Frage

I insert an event with Google Calendar API for Python client and somehow the time there is 1 hour later than intended.

Here's the snippet. Imports:

import gdata.calendar.data
import gdata.calendar.client
import gdata.acl.data
import atom.data

Connect to the Google Calendar:

calendar_client = gdata.calendar.client.CalendarClient(source='noApp')
calendar_client.ClientLogin('account@gmail.com', 'password', calendar_client.source)

Create event:

event = gdata.calendar.data.CalendarEventEntry()
date='2012-10-29T18:30:00.001Z' # This is the time of event that I want to insert
event.when.append(gdata.calendar.data.When(start=date))
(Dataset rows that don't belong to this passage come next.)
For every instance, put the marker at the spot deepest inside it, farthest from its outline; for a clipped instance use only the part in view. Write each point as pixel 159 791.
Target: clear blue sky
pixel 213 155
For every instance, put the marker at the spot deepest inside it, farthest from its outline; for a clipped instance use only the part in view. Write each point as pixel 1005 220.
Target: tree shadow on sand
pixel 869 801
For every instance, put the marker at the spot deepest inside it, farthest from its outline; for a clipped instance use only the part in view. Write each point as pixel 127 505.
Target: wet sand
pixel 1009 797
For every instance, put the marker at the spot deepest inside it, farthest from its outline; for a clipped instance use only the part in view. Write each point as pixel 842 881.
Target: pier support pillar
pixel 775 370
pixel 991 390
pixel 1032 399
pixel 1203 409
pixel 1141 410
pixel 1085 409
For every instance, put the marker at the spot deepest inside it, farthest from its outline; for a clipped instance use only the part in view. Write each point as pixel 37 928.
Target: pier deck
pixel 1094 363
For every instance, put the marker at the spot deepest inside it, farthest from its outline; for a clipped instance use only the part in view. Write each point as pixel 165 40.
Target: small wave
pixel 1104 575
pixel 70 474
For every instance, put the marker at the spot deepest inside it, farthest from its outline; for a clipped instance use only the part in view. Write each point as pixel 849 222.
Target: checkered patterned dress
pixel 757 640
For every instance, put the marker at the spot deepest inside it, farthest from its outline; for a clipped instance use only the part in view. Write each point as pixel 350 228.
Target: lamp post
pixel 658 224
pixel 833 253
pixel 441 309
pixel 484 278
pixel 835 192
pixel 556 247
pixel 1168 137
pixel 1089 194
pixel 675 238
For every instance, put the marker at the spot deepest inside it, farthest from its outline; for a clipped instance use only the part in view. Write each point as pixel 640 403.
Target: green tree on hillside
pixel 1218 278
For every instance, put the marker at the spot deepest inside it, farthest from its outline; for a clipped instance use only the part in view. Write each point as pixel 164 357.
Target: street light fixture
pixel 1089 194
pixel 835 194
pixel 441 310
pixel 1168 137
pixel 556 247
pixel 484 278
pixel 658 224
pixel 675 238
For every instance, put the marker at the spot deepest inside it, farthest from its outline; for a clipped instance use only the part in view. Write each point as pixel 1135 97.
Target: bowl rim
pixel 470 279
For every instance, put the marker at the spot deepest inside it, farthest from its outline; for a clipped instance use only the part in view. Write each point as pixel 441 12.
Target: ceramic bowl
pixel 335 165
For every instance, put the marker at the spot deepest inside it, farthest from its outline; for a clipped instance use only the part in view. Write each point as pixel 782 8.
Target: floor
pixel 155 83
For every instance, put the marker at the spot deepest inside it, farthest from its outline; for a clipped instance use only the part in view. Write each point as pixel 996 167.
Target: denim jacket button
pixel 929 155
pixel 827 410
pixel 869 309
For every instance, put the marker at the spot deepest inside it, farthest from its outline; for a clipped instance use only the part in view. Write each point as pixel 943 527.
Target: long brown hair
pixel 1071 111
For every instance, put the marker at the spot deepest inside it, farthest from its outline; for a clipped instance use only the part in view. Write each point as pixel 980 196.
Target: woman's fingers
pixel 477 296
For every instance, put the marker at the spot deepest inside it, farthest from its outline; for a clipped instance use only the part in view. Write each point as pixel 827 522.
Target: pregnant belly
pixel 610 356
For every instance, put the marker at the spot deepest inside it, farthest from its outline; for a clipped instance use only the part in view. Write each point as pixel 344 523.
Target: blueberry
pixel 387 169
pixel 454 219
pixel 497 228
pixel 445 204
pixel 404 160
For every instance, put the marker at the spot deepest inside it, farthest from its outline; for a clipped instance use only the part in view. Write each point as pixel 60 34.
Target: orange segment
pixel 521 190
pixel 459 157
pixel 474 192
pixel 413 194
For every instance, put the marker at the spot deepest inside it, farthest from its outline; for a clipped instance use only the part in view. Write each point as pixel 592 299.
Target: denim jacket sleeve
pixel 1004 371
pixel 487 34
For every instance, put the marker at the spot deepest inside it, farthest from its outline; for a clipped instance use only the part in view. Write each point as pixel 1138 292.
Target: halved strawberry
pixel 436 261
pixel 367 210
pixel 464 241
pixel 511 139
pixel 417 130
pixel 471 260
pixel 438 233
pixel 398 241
And finally, insert the event

new_event = calendar_client.InsertEvent(event)

As a result I have in the calendar the time 19:30 on 29-th of October, and not 18:30.
I tried to change the time zone to '000Z' instead of '001Z' in the date variable, but it didn't help. Of course, I can subtract an hour in advance, but why does it happen?

War es hilfreich?

Lösung

18:30:00.000Z and 18:30:00.001Z are given in the same timezone, namely Z for UTC, but separated by one millisecond -- since the 0 you changed to 1 was in the fractional seconds part of the timestamp.

If you want to give the API times in CET rather than UTC, you could try something like 2012-10-29T18:30:00+01:00 (if the API supports RFC-3339 timestamps). Or, if that doesn't work, convert your desired time to UTC first.